Background
Yasuji Okamura was born in Kyoto.
Yasuji Okamura was born in Kyoto.
Okamura enrolled in Sakamachi Elementary School and graduated eight years later. In 1897, he entered Waseda Junior High School. In 1898, he was transferred to Tokyo Junior Army School, and was transferred to Army Central Junior School later. Okamura entered the 16th class of the Imperial Japanese Army Academy in 1899 and graduated in 1904. His classmates included the future generals Itagaki Seishiro, Kenji Doihara and Ando Rikichi. He was commissioned a lieutenant in the IJA 1st Infantry Regiment. In 1910, Okamura entered the 25th class of the Army War College, and was promoted to captain soon after graduation in 1913.
Yasuji Okamura served in a number of staff positions on the Imperial Japanese Army General Staff during and after World War I. He moved briefly to China in the early 1920s, and served as a military advisor to a Chinese warlord.
From 1932 to 1933, Okamura was Vice chief-of-staff of the Shanghai Expeditionary Army under the aegis of the Kwantung Army. He also served as military attaché to Manchukuo from 1933-1934. Okamura was promoted to lieutenant general in 1936, and assigned command of the IJA 2nd Division.
In 1938, a year after the Marco Polo Bridge Incident, Okamura was assigned as the commander in chief of the Japanese Eleventh Army, which participated in numerous major engagements in the Second Sino-Japanese War, notably the Battles of Wuhan, Nanchang and Changsha.
In April 1940, Okamura was promoted to the rank of full general. In July 1941, he was appointed the commander-in-chief of the Northern China Area Army. In December 1941, Okamura received Imperial General Headquarters Order Number 575 authorizing the implementation of the Three Alls Policy in north China, aimed primarily at breaking the Chinese Red Army.

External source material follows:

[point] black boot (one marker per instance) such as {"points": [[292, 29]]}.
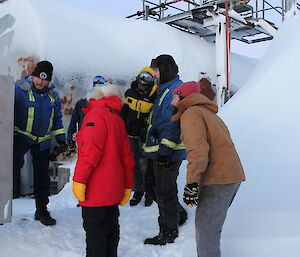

In 1944, Okamura was overall commander of the massive and largely successful Operation Ichigo against airfields in southern China, while retaining personal command of the Japanese Sixth Area Army. A few months later, he was appointed the commander-in-chief of the China Expeditionary Army. As late as January 1945, Okamura was still confident of the victory of Japan in China.
With the surrender of Japan on 15 August 1945, Okamura represented the Imperial Japanese Army in the China Burma India Theater official surrender ceremony held at Nanjing on 9 September 1945.
After the war, Okamura was found not guilty of any war crimes in January 1949 by the Shanghai War Crimes Tribunal. Nationalist leader Chiang Kai-shek then retained him as a military adviser for the Nationalist Government (China). Okamura returned to Japan in 1949 and died in 1966.